In English: This repo contains sample apps for my blog article Call Azure AD protected Functions from Single Page App.

Suomeksi: Repo sisältää esimerkkisovellukset blogiartikkeliini Azure AD suojattujen funktioiden kutsuminen Single Page – sovelluksista.

My simplified examples are originally based on MS MSAL.js 2.x Vanilla JavaScript Single-page Application

These examples show how to authenticate users in plain, vanilla javascript single page application. The credentials are then used to call Azure AD protected MS GraphAPI and your own Azure AD protected function.

The examples show how to configure MSAL.JS 2.x to login, logout, and acquire an access token for a protected resource such as Microsoft Graph API. This version of the MSAL.js library uses the Authorization Code flow w/ PKCE.

You need a web server (like apache, nginx or such) to place the html files to test the logins. This is because Azure AD authentication needs to be configured with a list of http(s) addresses where to go after login redirection.

Please see the blog article for more detailed explanations.

1. Configure your Azure Functions app to use Azure AD login. You'll "Expose an API" here for your SPA to use. Notice when you are creating the scope here: You'll need it both in the SPA app registration, and to copypaste it in the SPA source code.

Please see the blog article for more detailed explanations.

1. Register a new frontend application in the Azure Portal. Ensure that the application is enabled for the authorization code flow with PKCE. This will require that you redirect URI configured in the portal is of type SPA. You need to add uri for each of the samples like https://myserver.com/plainlogin, https://myserver.com/graphapi, https://myserver.com/functioncall.
2. Configure SPA app registration to "Use API"
3. Open the authConfig.js file and provide the required configuration values.

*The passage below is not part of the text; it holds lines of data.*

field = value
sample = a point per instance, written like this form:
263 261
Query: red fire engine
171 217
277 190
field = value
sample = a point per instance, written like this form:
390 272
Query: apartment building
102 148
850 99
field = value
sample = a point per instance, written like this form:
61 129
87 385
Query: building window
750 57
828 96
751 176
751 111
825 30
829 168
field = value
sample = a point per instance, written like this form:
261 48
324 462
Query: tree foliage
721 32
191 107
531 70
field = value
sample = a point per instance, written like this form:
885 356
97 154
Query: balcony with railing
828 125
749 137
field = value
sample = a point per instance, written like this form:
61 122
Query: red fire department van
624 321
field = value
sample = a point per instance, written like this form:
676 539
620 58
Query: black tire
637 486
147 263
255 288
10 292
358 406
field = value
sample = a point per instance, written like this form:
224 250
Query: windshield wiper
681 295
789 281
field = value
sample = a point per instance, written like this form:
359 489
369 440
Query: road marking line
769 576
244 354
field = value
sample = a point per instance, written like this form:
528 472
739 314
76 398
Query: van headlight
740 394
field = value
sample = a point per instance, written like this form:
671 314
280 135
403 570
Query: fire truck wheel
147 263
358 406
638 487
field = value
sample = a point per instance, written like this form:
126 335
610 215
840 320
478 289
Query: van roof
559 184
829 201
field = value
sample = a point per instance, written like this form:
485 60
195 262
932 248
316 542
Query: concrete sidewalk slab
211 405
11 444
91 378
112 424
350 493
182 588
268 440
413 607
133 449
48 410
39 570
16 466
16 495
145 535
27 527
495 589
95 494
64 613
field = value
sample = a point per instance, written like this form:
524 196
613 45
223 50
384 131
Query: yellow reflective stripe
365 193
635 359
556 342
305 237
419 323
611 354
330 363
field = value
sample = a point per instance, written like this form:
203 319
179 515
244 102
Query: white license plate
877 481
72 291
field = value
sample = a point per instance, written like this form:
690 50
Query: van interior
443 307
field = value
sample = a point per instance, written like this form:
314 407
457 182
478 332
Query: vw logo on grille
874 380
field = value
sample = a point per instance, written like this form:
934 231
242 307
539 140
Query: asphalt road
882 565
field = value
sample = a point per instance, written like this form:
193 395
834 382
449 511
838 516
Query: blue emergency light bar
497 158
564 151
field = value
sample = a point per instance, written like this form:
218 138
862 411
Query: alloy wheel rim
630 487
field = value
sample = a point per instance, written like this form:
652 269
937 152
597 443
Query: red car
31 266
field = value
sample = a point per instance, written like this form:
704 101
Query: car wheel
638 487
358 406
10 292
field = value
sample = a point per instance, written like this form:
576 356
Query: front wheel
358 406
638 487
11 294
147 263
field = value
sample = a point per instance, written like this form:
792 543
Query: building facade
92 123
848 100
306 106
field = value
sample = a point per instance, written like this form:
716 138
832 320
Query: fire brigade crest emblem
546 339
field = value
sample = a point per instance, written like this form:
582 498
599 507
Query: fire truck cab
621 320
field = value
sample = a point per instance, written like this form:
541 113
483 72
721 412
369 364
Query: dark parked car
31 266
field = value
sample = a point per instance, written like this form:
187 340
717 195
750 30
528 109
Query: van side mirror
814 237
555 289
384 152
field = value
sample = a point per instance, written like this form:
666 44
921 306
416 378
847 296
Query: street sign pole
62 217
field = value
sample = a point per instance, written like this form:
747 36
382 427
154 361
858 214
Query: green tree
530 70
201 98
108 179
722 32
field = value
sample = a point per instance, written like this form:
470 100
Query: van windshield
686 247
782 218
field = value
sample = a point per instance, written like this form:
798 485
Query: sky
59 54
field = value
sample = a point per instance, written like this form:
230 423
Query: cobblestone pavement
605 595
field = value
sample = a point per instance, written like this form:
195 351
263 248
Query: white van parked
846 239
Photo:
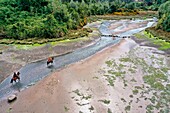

1. Configure authentication and authorization parameters:
   1. Open authConfig.js in each application you want to test.
   2. Replace the string "Enter_the_Application_Id_Here" with your app/client ID on AAD Portal.
   3. Replace the string "Enter_the_Cloud_Instance_Id_HereEnter_the_Tenant_Info_Here" with "https://login.microsoftonline.com/common/" (note: This is for multi-tenant applications located on the global Azure cloud. For more information, see the documentation).
   4. Replace the string "Enter_the_Redirect_Uri_Here" with the redirect uri you setup on AAD Portal.
2. Copy the files to your own web server, and make sure that paths match the registered redirect uris.
3. Start testing!

This sample demonstrates the following MSAL workflows:

• How to configure application parameters.
• How to sign-in with redirect method.
• How to sign-out.
• How to acquire an access token.
• How to make an API call with the access token.